The exposition of the Grayers’ backstory highlights their mortal limitations. Mitchell demystifies them by exploring their flesh-and-blood origins and their journey to where they were when the story began. A comparison of the depiction of the Grayers at the end of Chapter 1 to their depiction in this chapter highlights how they have lost the air of mystery that defines their menace. From two malevolent shapeshifters, they have become bickering siblings who are forced to live out the same cycles of play and antagonism over and over. As hinted in the previous chapters, they live for nothing except the cyclical thrill of the chase and the validation of the deceptions they stage. There is very little for them to look forward to, which explains Norah’s ambivalence about returning to her birth-body every time the Grayers prepare to consume their next guest’s soul. In contrast, Jonah continues to revel in their immortality and the means by which they acquire it, developing the theme of The Corrupting Power of Wealth through his enjoyment of and willingness to continue to sacrifice humans to shore up the wealth of their immortality.

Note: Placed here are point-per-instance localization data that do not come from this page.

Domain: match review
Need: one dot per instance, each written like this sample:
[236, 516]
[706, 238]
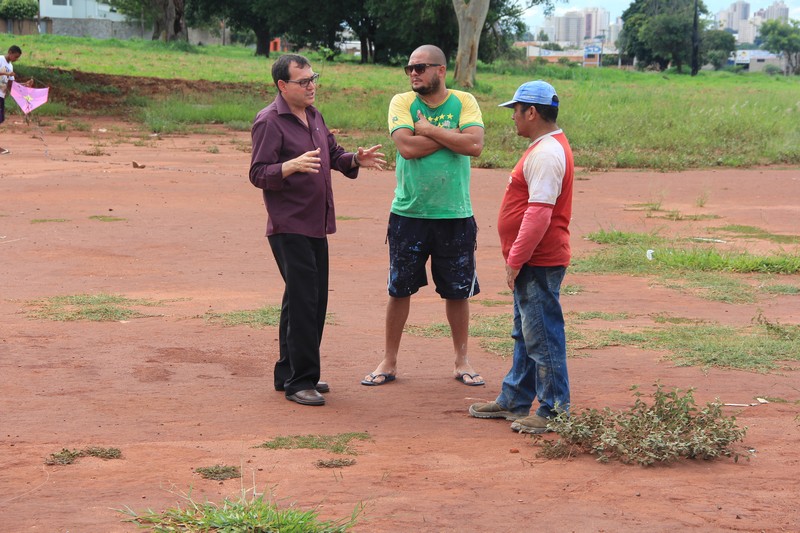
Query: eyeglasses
[304, 82]
[419, 68]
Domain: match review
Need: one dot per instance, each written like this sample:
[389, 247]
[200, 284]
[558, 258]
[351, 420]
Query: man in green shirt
[436, 130]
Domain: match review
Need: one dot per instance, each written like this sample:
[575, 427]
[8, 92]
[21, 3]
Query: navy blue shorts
[450, 243]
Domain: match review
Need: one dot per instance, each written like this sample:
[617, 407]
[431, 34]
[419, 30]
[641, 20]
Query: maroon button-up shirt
[302, 202]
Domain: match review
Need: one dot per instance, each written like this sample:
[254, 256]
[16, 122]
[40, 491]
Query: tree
[502, 27]
[170, 24]
[166, 16]
[263, 17]
[783, 38]
[662, 16]
[716, 47]
[19, 9]
[471, 15]
[669, 36]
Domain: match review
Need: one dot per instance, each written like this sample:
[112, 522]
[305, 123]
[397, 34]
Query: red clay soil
[174, 392]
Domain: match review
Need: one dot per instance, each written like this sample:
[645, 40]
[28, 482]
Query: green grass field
[614, 119]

The emptiness of their lives motivates Jonah to share his story in its entirety to Freya. Without anything else to look forward to apart from the next feeding cycle, Jonah wants to look back and represent where they are as the culminating point of a life spent in the service of other masters. Ironically, as Norah pointed out at the end of Chapter 3, she and Jonah have given up the freedom with which they previously explored the world, only for them to remain tethered to their birth-bodies at Slade House. The Grayers are not, in fact, free but prisoners in a jail of their own design.

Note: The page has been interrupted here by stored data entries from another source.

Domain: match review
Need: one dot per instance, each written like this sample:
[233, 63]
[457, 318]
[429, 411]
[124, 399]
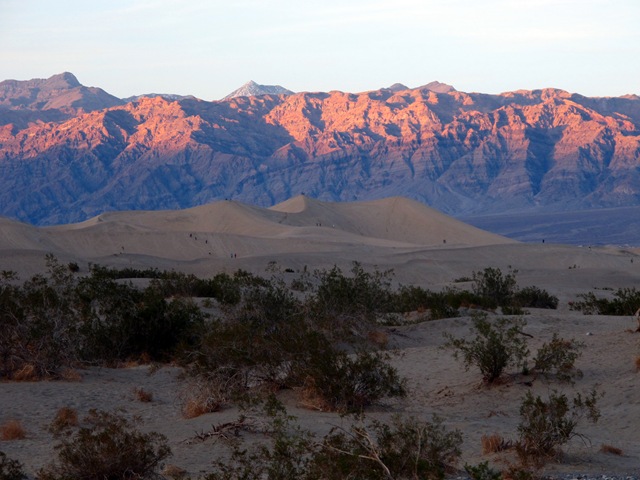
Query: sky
[208, 48]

Ever the cautious sister, Norah scolds Jonah for his vanity, pointing out that their mystique is a crucial element of their operandi. While discussing their backstory, Jonah underscores the fact that anyone who learns the truth about the Grayers may gain the secret to undermining and destroying them. The knowledge of the Grayers’ origins effectively becomes a secret weapon in its own right, revealing the key to defeating them. Norah alludes to this when she disguises herself as Maggs and cautions Freya against indulging Fred’s obsession. Norah is effectively telling both Freya and Jonah to stop what they are doing and hurry on to the outcome. Following the deployment of Chekhov’s gun at the end of this chapter, Norah’s warnings foreshadow the Grayers’ final encounter with their last guest, who uses the new weapon to her advantage.

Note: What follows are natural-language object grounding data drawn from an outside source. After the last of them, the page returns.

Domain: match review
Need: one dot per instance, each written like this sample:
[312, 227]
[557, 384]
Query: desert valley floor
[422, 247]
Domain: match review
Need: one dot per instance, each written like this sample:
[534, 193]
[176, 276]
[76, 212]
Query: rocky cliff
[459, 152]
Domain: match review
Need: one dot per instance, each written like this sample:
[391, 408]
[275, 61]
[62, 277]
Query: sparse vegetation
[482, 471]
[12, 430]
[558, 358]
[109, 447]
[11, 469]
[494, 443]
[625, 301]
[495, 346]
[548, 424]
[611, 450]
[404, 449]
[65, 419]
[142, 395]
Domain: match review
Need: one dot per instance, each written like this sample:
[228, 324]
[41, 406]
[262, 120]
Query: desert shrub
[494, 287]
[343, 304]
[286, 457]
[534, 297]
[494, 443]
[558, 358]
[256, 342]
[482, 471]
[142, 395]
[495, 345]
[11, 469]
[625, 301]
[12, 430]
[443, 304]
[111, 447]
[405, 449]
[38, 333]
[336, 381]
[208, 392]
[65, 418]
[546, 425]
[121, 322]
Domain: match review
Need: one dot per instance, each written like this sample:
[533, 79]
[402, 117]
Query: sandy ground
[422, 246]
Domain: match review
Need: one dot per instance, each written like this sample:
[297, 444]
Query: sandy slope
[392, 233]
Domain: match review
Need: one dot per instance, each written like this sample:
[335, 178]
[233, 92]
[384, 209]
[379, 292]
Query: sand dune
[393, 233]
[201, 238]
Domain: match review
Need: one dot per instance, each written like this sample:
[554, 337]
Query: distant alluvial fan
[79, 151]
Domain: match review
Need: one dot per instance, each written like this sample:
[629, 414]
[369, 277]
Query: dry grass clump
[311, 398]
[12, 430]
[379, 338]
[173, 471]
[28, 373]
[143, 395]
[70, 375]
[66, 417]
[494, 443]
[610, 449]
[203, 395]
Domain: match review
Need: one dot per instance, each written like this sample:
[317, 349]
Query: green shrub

With the Timms sisters, the novel also shifts the characterization of their victims from the relatively passive characters of Nathan and Gordon to Sally and Freya’s active attempts to protect each other. The reappearance of Sal at the end of this chapter marks the fulfillment of the guests’ revenge against their malevolent hosts. Using the hairpin that Gordon took from Rita and Nathan Bishop, Sal manages to intervene during the consumption of Freya’s soul, striking a critical blow against Jonah. This will weaken his performance in the final chapter, leaving the twins at their most vulnerable as they confront their final guest, and it also highlights the fact that although the twins have immortality within their grasp, they are not indestructible. Sal’s appearance also brings a last-minute resolution to Freya, who recognizes her by the pendant that symbolizes Freya’s love for her sister. This development drives the theme of The Importance of Living for Others by showing how all the previous guests act in alliance to protect those still living.